One-room schools, with many grades in that one room, were once the norm in this nation; they lingered a long while in the mountain South, which struggled economically in the decades following the Civil War. Even after the move to tax-supported high schools was made in Mitchell County during the 1920s, pupils in elementary grades continued to attend a neighborhood school – one to which they could walk.
None of the students in this photograph of the school on Beaver Creek, made in the 1930s, has been identified, but they likely had surnames like Autrey, Carpenter, Gunter, Henline, Hise, Pendley, Pitman, Stamey, and Swann; many families with these names lived in the neighborhood in the 1930 federal census.
Mitchell County, in the 1930s, had 27 single-teacher schools according to Voices of the Valley, Elizabeth Hunter’s history of the county’s first 150 years. “Thirteen had a single teacher, four had 2 teachers; three had 3. The remaining seven schools had anywhere from 4 (Ledger) to 16 (Harris Elementary).” Many of these teachers had little training in the vocation, although some were able to attend Mitchell Collegiate Institute for a year and receive a certificate to teach elementary grades.
Eventually, teachers began to obtain more intensive training. Some prospective teachers attended “Normal Schools, as the teacher-training institutions were called. Appalachian State University began its existence as Watauga Academy in 1899, evolved to the two-year Appalachian State Normal School, and soon became in 1929 the four-year Appalachian State Teachers College.
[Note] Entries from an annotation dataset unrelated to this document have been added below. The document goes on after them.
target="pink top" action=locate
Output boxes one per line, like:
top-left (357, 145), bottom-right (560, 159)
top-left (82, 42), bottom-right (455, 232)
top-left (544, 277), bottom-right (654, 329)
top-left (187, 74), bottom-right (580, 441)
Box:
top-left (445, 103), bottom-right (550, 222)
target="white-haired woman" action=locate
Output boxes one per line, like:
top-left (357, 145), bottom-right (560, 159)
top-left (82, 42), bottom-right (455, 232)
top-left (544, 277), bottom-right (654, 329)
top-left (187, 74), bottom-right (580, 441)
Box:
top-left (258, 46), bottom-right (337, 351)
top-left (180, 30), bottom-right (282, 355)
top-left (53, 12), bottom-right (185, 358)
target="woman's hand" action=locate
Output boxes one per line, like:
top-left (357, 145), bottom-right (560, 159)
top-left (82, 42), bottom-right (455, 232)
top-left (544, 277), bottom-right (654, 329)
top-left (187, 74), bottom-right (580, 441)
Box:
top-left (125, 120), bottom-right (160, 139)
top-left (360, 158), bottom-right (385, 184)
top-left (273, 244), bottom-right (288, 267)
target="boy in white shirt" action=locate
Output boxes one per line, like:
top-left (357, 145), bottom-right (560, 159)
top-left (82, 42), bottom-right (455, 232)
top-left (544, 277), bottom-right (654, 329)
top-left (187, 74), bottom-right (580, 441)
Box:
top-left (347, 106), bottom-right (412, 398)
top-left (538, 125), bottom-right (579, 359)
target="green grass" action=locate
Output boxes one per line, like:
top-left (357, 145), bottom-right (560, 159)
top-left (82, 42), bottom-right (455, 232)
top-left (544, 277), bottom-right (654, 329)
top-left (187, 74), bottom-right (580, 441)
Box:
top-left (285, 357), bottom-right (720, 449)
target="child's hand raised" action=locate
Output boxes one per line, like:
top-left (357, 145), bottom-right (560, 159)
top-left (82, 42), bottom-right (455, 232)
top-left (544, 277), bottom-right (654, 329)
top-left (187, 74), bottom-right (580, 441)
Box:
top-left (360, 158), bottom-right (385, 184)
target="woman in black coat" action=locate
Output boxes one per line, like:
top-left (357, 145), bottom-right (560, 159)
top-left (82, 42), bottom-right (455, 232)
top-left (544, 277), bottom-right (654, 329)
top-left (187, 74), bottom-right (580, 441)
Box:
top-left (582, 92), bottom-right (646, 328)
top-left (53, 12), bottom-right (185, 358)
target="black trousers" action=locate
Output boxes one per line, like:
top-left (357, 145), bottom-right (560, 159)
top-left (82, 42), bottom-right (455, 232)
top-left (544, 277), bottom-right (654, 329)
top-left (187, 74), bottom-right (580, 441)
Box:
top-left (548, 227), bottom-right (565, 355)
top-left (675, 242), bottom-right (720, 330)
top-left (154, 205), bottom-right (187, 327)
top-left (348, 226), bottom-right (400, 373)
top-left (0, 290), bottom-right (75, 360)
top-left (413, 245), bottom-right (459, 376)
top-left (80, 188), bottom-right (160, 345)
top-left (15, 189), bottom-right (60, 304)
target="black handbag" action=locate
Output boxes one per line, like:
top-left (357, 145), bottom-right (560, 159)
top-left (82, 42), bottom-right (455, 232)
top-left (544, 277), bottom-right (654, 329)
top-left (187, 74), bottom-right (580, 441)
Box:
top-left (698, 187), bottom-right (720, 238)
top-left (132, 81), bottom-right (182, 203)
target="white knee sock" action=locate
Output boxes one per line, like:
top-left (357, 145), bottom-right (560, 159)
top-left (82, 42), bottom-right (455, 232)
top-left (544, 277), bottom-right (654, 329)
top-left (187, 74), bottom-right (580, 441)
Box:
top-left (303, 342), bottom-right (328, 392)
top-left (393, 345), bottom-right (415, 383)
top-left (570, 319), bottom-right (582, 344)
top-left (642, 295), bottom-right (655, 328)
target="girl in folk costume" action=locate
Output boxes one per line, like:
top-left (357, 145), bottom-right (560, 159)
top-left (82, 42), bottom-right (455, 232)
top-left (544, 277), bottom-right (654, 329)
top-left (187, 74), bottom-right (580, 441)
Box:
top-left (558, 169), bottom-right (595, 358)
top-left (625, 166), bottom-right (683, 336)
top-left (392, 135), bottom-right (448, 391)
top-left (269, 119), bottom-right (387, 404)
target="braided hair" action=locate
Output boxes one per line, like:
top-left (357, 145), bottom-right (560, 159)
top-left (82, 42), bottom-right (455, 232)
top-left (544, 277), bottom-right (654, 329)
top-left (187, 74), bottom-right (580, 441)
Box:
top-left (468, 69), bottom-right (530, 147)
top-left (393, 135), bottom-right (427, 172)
It appears that the teacher in the photo was a woman, although Ralph Gunter, born on Beaver Creek in 1925 and an attendee at the school “up the creek,” remembered a male teacher who was quick to cane recalcitrant or unruly students. Items in the Asheville Citizen-Times reveal the names of two women who taught in that school – Lucille Carmichael and Nellie Buchanan.
The 8/27/1931 edition of the Citizen-Times described the marriage of Lucille Carmichael of Thomasville, a graduate of the Asheville Normal School and a teacher at Beaver Creek School for 2 years, to Frank P. Ellis of Spruce Pine. The Citizen-Timeson 3/3/1932 reported that there had been not only “an unusually good school of seven months” at Mitchell County’s Bandana School, but that “the Beaver Creek school, taught by Miss Nellie Buchanan, has also come to a very successful close.”